Mit hoher Wahrscheinlichkeit keine Erdgasknappheit in diesem Winter
Noch ist es zu früh für eine komplette Entwarnung und die Unsicherheiten der Wetterprognosen kennen wir zur Genüge. Allerdings ist ein aktueller Erdgas-Speicherfüllstand von 83 Prozent eine solide Kalkulationsbasis für den restlichen Winter.
Die Wetterprognosen sehen für die kommenden zwei Wochen keinen wirklichen Frost in den Ballungsräumen vor.

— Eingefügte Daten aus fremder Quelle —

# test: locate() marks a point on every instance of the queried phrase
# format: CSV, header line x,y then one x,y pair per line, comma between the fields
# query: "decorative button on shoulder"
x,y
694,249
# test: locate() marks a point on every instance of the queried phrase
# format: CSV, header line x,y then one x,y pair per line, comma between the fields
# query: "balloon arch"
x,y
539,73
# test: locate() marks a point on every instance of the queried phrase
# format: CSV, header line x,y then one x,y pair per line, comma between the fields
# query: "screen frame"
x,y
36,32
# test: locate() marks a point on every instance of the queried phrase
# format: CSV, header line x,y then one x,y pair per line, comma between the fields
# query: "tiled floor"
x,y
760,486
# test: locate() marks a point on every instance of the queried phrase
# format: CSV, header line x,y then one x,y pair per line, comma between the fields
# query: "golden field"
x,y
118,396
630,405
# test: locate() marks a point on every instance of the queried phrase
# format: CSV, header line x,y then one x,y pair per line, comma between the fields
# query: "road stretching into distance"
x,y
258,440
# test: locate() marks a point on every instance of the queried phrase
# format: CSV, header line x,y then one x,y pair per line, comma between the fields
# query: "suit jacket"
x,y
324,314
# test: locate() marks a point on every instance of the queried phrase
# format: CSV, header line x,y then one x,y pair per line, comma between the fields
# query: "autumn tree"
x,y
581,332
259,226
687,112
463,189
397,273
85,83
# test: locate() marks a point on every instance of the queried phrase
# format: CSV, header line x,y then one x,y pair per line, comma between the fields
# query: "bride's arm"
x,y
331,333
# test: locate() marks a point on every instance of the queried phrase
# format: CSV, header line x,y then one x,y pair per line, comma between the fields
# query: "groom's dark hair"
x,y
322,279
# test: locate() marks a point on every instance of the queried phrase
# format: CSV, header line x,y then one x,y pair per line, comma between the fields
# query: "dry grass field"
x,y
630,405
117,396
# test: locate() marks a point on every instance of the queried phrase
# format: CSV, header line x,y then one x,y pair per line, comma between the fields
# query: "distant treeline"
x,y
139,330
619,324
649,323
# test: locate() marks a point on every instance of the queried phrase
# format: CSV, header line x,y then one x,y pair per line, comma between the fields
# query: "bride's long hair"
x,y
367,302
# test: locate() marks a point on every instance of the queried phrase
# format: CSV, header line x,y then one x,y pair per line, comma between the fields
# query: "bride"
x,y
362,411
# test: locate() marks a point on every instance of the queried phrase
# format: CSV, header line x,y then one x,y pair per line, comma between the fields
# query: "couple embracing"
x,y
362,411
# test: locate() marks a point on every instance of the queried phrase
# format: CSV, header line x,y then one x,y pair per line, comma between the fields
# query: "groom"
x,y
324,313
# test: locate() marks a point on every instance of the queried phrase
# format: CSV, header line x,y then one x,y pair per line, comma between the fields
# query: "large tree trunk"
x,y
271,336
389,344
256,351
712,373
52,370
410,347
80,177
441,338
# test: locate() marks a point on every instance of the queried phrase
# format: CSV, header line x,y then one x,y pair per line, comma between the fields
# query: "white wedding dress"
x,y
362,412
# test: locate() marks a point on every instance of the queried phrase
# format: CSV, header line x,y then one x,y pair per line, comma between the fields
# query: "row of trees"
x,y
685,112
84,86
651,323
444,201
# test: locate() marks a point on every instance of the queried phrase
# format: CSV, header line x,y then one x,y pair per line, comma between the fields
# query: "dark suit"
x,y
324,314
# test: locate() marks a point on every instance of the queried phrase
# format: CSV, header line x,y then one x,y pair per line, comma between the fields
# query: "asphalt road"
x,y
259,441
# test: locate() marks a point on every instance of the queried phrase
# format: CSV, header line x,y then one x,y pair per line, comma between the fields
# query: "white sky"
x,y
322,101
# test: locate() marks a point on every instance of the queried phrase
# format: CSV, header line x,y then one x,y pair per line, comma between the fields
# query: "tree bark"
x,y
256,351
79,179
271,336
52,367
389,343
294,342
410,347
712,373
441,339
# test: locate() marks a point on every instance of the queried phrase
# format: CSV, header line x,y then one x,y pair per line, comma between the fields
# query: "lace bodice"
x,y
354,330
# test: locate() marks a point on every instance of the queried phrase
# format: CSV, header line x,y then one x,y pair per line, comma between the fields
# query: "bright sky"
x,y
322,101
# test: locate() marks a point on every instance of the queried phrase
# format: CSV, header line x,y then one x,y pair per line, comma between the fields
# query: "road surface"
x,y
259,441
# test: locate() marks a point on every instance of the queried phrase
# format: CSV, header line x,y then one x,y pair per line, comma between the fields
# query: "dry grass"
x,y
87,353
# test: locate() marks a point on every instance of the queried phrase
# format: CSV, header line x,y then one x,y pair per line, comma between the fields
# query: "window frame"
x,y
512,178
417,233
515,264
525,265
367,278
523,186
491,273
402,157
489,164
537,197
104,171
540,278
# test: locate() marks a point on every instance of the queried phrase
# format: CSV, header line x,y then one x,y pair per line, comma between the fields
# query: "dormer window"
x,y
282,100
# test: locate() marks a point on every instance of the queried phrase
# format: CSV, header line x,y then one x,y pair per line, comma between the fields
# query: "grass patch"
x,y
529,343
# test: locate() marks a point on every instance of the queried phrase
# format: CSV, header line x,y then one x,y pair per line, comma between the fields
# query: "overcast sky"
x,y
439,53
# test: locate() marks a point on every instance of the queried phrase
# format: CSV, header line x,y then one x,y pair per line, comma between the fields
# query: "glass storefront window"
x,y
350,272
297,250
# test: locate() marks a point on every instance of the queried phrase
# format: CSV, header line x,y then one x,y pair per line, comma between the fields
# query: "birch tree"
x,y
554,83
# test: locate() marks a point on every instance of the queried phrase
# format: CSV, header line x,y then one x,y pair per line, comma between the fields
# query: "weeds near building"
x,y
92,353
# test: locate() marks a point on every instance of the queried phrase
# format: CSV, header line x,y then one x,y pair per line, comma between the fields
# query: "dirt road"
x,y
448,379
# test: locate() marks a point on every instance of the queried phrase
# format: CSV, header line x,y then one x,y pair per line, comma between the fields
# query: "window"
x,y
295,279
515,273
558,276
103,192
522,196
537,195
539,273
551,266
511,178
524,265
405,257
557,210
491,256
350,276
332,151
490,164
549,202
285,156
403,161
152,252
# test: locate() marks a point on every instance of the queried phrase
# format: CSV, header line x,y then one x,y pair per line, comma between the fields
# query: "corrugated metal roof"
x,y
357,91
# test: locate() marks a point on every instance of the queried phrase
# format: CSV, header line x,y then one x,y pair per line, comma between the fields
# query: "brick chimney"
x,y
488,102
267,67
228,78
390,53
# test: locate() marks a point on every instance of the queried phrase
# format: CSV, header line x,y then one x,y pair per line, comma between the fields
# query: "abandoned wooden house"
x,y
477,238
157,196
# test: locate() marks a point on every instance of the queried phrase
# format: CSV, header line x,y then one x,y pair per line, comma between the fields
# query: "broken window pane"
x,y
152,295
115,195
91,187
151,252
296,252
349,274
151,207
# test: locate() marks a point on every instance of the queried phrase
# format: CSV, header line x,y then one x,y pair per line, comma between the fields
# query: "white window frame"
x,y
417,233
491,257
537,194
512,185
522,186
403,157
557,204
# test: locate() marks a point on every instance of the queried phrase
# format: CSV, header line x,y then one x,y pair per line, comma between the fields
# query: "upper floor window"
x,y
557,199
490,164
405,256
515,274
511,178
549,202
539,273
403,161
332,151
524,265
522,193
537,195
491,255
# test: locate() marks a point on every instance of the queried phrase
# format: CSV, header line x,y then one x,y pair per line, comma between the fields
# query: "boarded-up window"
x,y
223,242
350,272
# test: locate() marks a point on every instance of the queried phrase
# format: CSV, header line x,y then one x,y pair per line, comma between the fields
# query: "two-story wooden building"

Zudem wird in der nächsten Woche mit viel Wind gerechnet, so dass die Windräder wieder einen ordentlichen Beitrag zur Stromerzeugung liefern werden.
In den vergangenen zwölf Jahren erfolgte in der zweiten Februar-Hälfte lediglich einmal ein Flachland-Wintereinbruch, nämlich im Jahr 2018 (22. Februar bis 3. März). Der März bescherte in den vergangenen zwölf Jahren maximal fünf Tage hintereinander Winterwetter im Flachland.
Hier scheint uns die Erderwärmung, man mag es ja kaum aussprechen, in die (Gas-) Karten zu spielen. Ein Füllstand der Erdgasspeicher oberhalb von 65 Prozent für Ende März 2023 deutet sich als ein realistisches Szenario an. Damit werden wir am Ende des Winters eklatant über den Minimum-Füllständen der Jahre 2018 -2022 (weniger als 30 Prozent) stehen.
Dies hat natürlich sehr direkte Auswirkungen auf die Entwicklung des Gaspreises, denn somit entfällt im Frühjahr und Sommer eine starke und teure Auffüllung der Speicher. Es gibt LNG-Tanker, die seit zwei Monaten in spanischen Gewässern kreuzen, ohne ihre Ladung zu löschen. Anscheinend warten die Betreiber auf bessere Preise. LNG-Tanker verlieren pro Tag etwa 0,15% ihrer Ladung. Dies ist die sogenannte BOR (Boil-off-Rate). Nach einem Monat beträgt der Verlust 4,1% und nach zwei Monaten 8,3%. Würde ein Tanker sechs Monate auf einen besseren Preis warten, hätte er 25% seiner Ladung verloren. Der Druck, die Ladung zu löschen, steigt mit jedem Tag, den ein Tanker auf dem Meer „verplempert“.
Wenn man diese Gedanken zusammenfügt und zu Ende denkt, dann ist ein erneuter und vor allem starker Anstieg des Gaspreises in Europa in den kommenden Monaten kaum zu erwarten. Dies sind gute Nachrichten für alle Verbraucher. Aber weiterhin ist das beste Gas jenes, das gar nicht verbraucht wird und somit auch erst gar nicht gefördert werden muss.
Bleiben Sie bitte gesund und denken Sie daran, dass der Wochenendspaziergang bei jedem Wetter seinen Reiz hat.